Met de komst van de Bataafse Republiek en de Code Civil van Napoleon werd de macht van de eigenaren van de ambachtsheerlijkheden ingeperkt. Na de Franse tijd waren alle bevoegdheden bij de door de burgers gekozen gemeentebesturen terecht gekomen en die kozen zelf een burgemeester en secretaris. De rechtspraak kwam bij onafhankelijke rechters. Toen Artikel 4 van de Grondwet in 1848 onder Koning Willem II in werking trad, vervielen ook de laatste heerlijke rechten om personen voor te dragen of aan te stellen en daarmee het recht om hiervoor vergoedingen te eisen bij de inwoners van de heerlijkheid. Voor de gemeente Gouda was het al met al niet lucratief meer om de ambachtsheerlijkheden aan te houden. Ambachtsheerlijkheid Capelle ging naar de eigenaar van t Slot van Capelle en de ambachtsheerlijkheid van Nieuwerkerk werd op 31 mei 1848 publiek geveild. 
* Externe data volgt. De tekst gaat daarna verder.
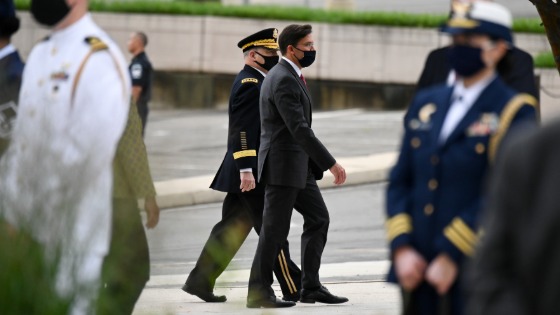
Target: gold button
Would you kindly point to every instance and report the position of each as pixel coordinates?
(432, 184)
(480, 148)
(434, 159)
(415, 142)
(429, 209)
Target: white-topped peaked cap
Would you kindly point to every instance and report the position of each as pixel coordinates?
(481, 17)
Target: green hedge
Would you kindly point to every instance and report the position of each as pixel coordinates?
(212, 7)
(545, 60)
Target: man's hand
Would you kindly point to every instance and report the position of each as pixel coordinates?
(247, 181)
(441, 273)
(152, 210)
(339, 174)
(410, 267)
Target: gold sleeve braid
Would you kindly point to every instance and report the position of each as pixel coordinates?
(131, 171)
(508, 114)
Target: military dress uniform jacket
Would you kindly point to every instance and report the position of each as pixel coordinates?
(289, 148)
(435, 189)
(243, 132)
(57, 173)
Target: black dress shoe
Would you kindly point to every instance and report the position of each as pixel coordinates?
(206, 296)
(294, 297)
(321, 295)
(271, 302)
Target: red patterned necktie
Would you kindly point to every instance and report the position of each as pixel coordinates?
(303, 79)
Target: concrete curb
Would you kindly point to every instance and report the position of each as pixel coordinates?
(194, 190)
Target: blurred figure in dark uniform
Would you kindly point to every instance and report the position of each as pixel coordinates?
(11, 68)
(516, 69)
(243, 206)
(141, 73)
(452, 136)
(515, 270)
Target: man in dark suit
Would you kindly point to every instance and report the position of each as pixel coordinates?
(516, 69)
(290, 160)
(243, 206)
(515, 270)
1848 Dordtenaar koopt Nieuwerkerk voor zijn zoon Jan

De rentmeester van het Dordtse krankzinnigenhuis Jan Hermanus Smits kreeg lucht van de veiling van de ambachtsheerlijkheid. Hij vond de toevoeging ,van Nieuwerkerkaan zijn veelvoorkomende familienaam kennelijk wel sjiek en deed een bod. 

Zijn vrouw Krijntje Maria Roest kon vervolgens trots zijn, want hij won de bieding en kwam thuis met de titel Heer van Nieuwerkerk op zak. Veel inbreng kreeg hij daarmee niet in het Nieuwerkerkse. Een ambachtsheer had toen alleen nog het zogenaamde collatierecht. Dat betekende dat hij, naast de plaatselijke overheid, de aanstelling van de door de kerkenraad beroepen predikanten moest goedkeuren (approberen).

Het is zeer goed mogelijk dat hij daar niet aan toegekomen is en het ambacht direct aan zijn zoon Jan Anthonie cadeau deed, want die noemde zich direct na de koop Smits van Nieuwerkerk.

Na het overlijden op 28 maart 1857 van zijn vader, was Jan Anthonie Smits van Nieuwerkerk in ieder geval zeker de ambachtsheer van Nieuwerkerk aan den IJssel. 


Jan Anthonij Smits van Nieuwerkerk in het uniform van commandant van de schutterij met de versierselen van officier in de orde van de Eikenkroon. Foto op kabinetsformaat van F. Carlebur uit 1873 (Regionaal Archief Dordrecht 551_50719).

Jonge Jan

Jan Anthonie profiteerde van de nieuwe wind die door Nederland waaide. Qua aanleg deed hij niet veel onder voor zijn vader en ging naar de lagere school van de net opgerichte Maatschappij tot Nut van t Algemeen. Daarna studeerde hij tot zijn zestiende buitenlandse talen. Als jongeling werd hij tot het tekengenootschap Pictura toegelaten om zijn tekenvaardigheid verder te ontwikkelen. Hij bekleedde daar diverse bestuursfuncties. 

Op aandringen van zijn ouders ging hij na zijn talenstudie op een notariskantoor werken, waar hij bleef tot hij in 1844 zijn rechtenstudie had afgerond en zich kandidaat-notaris kon noemen. Drie jaar eerder had zijn vader al geregeld dat hij substituut-rentmeester bij het krankzinnigengesticht kon worden, zodat hij hem bij kon staan bij zijn werkzaamheden.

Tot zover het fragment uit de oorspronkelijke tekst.